Tucked away in a leafy corner of Bucks County, the Moland House commemorates 13 stressful days that George Washington and his Continental Army spent there during the Revolutionary War.

Dave and Joanne Mullen at the Moland House, which hasn't received public funding in years.
Dave and Joanne Mullen at the Moland House, which hasn't received public funding in years.Read moreBRADLEY C BOWER / For The Inquirer

Tucked away in a leafy corner of Bucks County, the Moland House commemorates 13 stressful days that George Washington and his Continental Army spent there during the Revolutionary War.

It also recalls another bygone era: when Washington and Harrisburg had more money to fund historical preservation.

The government programs that two decades ago helped salvage the 18th-century farmhouse - it had become a teenage hangout, replete with spray-painted pentagrams - have been gutted since the economic downturn. The 12-acre Warwick Township site hasn't received a public dollar in years.

But the Moland House survives, buoyed by donations, a volunteer staff, and events such as a yearly Revolutionary War reenactment, held this year on Aug. 15.

"We try to be as frugal as possible," said Dave Mullen, board president of the Warwick Township Historical Society, which runs the Moland House. "I find myself and the other tour guides no longer saying, this is our tax dollars at work."

Subsisting on a roughly $20,000 annual budget, the Moland House has adapted by bringing in school groups, Boy Scouts, and archaeologists who have dug up items on the site - such as the first minted American cent and military belt buckles.

It's a model for surviving in an era when other landmarks are put up for sale and the competition for attention, and visitors, is fierce.

"Americans are getting their history increasingly online, and there is less of an impulse to actually go to a site," said Michael Birkner, a history professor at Gettysburg College and president of the Pennsylvania Historical Association. He noted that even Colonial Williamsburg has struggled "because fewer people are going."

Other sites that have faced challenges or even extinction include New Mexico's Fort Bayard, an 19th-century outpost once guarded by Buffalo Soldiers. The state put it up for sale last year.

Funding cuts in Pennsylvania temporarily closed Washington Crossing Historic Park in Bucks County in 2009, until a friends group stepped in to help keep the grounds open to the public.

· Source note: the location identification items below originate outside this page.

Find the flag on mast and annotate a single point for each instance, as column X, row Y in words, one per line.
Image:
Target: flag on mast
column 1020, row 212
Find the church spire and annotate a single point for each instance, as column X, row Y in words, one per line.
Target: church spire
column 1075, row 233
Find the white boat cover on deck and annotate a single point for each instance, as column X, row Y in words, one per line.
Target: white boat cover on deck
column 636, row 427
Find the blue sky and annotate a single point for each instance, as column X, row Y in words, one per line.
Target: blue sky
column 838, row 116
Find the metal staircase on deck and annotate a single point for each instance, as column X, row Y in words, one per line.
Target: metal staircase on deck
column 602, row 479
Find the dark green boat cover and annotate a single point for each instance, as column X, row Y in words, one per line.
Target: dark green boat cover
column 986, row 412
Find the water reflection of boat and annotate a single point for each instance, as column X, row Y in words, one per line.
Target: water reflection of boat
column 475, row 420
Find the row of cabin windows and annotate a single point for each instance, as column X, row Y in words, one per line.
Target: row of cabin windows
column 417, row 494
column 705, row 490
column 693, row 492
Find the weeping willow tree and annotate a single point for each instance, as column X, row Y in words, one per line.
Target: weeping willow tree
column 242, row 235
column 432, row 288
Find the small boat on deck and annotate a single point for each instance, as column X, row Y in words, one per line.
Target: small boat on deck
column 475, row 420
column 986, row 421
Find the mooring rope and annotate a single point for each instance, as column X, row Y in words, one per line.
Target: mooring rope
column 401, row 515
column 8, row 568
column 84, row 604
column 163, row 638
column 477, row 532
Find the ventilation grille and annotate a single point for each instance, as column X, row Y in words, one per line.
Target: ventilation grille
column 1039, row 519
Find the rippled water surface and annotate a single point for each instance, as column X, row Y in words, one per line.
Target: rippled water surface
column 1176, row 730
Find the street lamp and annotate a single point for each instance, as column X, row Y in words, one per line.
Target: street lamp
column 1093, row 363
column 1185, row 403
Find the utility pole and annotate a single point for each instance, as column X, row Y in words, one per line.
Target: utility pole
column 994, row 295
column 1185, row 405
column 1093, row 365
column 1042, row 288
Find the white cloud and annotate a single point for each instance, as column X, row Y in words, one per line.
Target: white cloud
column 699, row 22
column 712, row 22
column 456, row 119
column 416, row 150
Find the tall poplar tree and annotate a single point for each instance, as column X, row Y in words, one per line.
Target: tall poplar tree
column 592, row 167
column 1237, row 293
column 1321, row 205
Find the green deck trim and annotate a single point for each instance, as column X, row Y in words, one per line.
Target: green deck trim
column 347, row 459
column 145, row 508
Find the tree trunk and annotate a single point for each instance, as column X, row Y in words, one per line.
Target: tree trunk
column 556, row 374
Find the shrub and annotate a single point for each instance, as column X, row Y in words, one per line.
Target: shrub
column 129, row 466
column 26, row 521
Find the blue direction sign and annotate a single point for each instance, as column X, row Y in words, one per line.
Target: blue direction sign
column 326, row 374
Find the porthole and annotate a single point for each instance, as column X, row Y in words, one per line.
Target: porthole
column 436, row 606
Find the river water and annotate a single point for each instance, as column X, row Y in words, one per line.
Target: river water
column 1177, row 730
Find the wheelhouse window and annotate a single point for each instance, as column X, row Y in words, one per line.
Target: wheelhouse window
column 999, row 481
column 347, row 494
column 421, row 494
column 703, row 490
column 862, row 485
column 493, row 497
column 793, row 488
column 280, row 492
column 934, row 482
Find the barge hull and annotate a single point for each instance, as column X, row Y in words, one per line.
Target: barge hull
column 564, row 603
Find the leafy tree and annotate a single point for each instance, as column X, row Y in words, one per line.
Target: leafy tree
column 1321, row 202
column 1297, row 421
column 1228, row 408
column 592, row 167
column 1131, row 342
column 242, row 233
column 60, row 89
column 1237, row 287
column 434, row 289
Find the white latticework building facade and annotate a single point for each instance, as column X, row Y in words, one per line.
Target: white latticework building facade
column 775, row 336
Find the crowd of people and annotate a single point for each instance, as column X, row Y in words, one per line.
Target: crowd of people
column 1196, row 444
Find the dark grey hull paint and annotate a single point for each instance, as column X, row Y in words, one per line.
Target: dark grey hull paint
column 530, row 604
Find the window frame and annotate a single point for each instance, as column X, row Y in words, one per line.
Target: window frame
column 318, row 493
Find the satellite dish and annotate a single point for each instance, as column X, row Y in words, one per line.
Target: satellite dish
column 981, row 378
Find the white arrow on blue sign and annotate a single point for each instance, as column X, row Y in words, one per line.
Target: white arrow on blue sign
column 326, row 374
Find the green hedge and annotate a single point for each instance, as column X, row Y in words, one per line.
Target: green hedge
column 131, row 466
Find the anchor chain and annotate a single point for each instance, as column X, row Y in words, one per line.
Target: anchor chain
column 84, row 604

But money isn't the only challenge.

"There don't seem to be any younger folks donating any of their time," said Mullen's wife, Joanne, the chairwoman for the Moland House reenactment. "The guys who do the landscaping are in their 70s and 80s."

The Mullens are retired Central Bucks teachers - he taught economics and history and she educated elementary school students. They live just a few hundred yards from the Moland House in the village of Hartsville.

Dave Mullen was first drawn into the community's efforts to restore the Moland House in the 1990s through his work on the township's historical commission, which no longer exists for lack of members.

"This place is a shrine," he said. "Washington and 11,000 patriots and their families were here and preparing to try to defend the capital city from a British attack."

The property was owned in the mid-1700s by the English-born lawyer John Moland. In August 1777, his widow lived there when Washington made it his temporary headquarters and troops pitched tents in the surrounding countryside.

The general had stopped to await word regarding the whereabouts of a large enemy fleet sailing along the Atlantic Coast. Washington spent most of that time working: reviewing his troops, writing letters, ordering provisions, and holding a council of war in the house with his generals.

About 650 people are expected to attend the reenactment, which will include mock skirmishes.

John Godzieba, a Langhorne resident and Bristol Township police lieutenant, will play the role of a lieutenant in the Pennsylvania Fifth Regiment.

"For me, it's a hobby," said Godzieba, who also poses as Washington in the yearly Delaware River crossing reenactment. "Some people play golf. Some people spend their time down the Shore. We get in the back door of a lot of historic places that a lot of the general public doesn't get to see."

Since Revolutionary times, ownership of the Moland House has passed more than a dozen times. In the mid-1990s, Warwick Township condemned it and the historical society raised more than $1 million to restore it.

That money wouldn't be around today. The federal Save America's Treasures program that gave Moland a $175,000 grant was defunded by the Obama administration in 2010. And the Pennsylvania Historical and Museum Commission, which donated more than $100,000, has seen its budget chopped nearly in half since 2008.

The Moland House wouldn't qualify for state funding as a historical site because its budget is less than $100,000 and it has no full-time employees.

But its ability to stay open - and draw visitors - proves that it's not all "doom and gloom" for smaller historical sites, said Birkner.

"The only way these sites survive," he said, "is with the local groups who say, we're going to keep them going - whatever it takes."